The study analyzed all consecutive out-of-hospital cardiac arrests of presumed cardiac origin that were witnessed and received CPR and AED shocks as recorded prospectively in the All-Japan Utstein Registry of the Fire and Disaster Management Agency.

The population-based registry included 1,376 such cases among the total 547,153 confirmed out-of-hospital cardiac arrests that occurred in Japan over a 5-year period, basing CPR characteristics on bystander interviews with emergency responders on the scene.

In this country where 1.6 million individuals each year get conventional CPR training offered by fire departments and the emergency dispatch gives conventional CPR instructions, chest compression-only CPR accounted for just 34% of cases in the analysis.

That proportion rose over time from just 5% of eligible patients in 2005 when the registry started to 44% in 2009 (P<0.001 for trend).
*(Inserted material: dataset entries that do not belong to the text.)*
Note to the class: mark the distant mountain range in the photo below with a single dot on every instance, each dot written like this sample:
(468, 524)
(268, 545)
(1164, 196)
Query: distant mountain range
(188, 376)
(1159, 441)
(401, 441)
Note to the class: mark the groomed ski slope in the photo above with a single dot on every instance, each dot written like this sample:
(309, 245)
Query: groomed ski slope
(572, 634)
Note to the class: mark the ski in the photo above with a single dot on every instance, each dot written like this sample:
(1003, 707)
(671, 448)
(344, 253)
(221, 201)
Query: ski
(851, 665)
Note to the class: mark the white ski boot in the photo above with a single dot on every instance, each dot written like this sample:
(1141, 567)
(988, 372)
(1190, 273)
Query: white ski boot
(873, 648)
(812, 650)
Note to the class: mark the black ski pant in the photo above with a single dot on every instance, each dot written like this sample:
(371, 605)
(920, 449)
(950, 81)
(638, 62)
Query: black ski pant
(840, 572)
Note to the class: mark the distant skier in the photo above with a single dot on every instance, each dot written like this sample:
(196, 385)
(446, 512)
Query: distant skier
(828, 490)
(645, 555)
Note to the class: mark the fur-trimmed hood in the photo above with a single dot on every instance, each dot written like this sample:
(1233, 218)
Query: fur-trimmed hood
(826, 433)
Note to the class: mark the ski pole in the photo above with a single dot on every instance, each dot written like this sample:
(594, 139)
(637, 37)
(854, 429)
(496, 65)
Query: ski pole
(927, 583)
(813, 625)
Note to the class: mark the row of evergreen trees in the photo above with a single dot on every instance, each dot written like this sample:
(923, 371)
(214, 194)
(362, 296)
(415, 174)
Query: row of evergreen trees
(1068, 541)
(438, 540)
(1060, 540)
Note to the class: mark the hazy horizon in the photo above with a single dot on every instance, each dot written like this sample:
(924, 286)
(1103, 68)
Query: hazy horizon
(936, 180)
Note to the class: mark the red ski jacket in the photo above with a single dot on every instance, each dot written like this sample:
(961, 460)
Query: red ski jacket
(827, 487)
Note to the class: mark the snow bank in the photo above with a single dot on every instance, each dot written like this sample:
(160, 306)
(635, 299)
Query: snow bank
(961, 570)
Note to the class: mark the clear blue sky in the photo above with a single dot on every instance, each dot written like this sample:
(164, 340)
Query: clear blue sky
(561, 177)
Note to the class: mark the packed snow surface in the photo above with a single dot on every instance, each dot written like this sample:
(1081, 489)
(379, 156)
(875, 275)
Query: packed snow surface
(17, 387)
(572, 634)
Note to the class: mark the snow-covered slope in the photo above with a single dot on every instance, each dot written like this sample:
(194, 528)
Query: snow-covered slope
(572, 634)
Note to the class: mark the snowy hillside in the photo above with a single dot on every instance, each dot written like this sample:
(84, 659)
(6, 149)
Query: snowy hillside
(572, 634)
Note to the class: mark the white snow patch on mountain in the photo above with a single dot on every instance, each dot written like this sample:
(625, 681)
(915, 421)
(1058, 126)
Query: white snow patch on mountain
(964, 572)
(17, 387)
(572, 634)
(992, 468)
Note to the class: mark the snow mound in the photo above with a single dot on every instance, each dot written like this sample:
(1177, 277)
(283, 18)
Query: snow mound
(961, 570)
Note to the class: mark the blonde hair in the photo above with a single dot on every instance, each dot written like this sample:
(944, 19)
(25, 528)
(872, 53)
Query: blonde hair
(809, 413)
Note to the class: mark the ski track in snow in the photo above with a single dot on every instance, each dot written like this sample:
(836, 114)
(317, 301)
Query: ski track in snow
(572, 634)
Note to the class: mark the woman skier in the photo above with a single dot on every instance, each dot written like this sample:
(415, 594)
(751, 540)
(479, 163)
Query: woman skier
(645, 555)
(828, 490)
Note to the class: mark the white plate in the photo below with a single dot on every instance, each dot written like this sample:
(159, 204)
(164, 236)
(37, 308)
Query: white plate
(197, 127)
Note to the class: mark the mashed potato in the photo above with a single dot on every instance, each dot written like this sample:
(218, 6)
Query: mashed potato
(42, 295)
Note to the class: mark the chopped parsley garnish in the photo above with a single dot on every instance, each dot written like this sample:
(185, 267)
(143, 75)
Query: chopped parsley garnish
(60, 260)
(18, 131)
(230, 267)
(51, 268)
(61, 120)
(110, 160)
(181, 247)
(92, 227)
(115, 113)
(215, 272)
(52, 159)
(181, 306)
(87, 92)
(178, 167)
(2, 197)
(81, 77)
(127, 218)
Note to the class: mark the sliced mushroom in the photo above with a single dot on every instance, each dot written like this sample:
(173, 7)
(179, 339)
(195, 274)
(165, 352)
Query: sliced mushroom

But outcomes were better after chest compression-only CPR than when it involved rescue breathing for several key endpoints:

  • Prehospital return of spontaneous circulation (50% versus 40%, P<0.001)
  • One-month survival, based on follow-up by emergency responders (46% versus 40%, P=0.018)
  • Survival to at least 1 month with no more than moderate cerebral disability (41% versus 33%,P=0.003)

 

The odds of 1-month survival with favorable neurological outcomes remained 33% more likely (95% CI 1.03 to 1.70) for the hands-only group after adjustment for age, sex, time from collapse to public-access AED shock or initiation of CPR by bystanders, and year.

The study couldn’t determine the quality of bystander CPR or what biases might have led some to do chest compressions only, since only conventional CPR was taught in Japan at the time.

Nor could the results be extrapolated to the 97% of witnessed out-of-hospital cardiac arrests with CPR by bystanders that didn’t get shocked by public-access AEDs.

Nevertheless, the superiority of hands-only CPR in the study “strongly suggests the need for implementation of public-access defibrillation programs with attempts to increase the number of lay rescuers who can at least perform chest compression CPR and use an AED,” the researchers concluded.

Conventional CPR with rescue breathing is still recommended for children, since their cardiac arrests are less likely to be of cardiac origins, so a dual training program may be warranted.

Iwami’s group proposed chest compression-only training as standard for most people and conventional CPR training as an option for medical professionals, lifeguards, school teachers, and families with children.

They pointed to a successful public campaign in Arizona that “has consistently and carefully advocated conventional CPR for suspected noncardiac and pediatric arrests and successfully demonstrated that most pediatric out-of-hospital cardiac arrest patients had received conventional CPR.”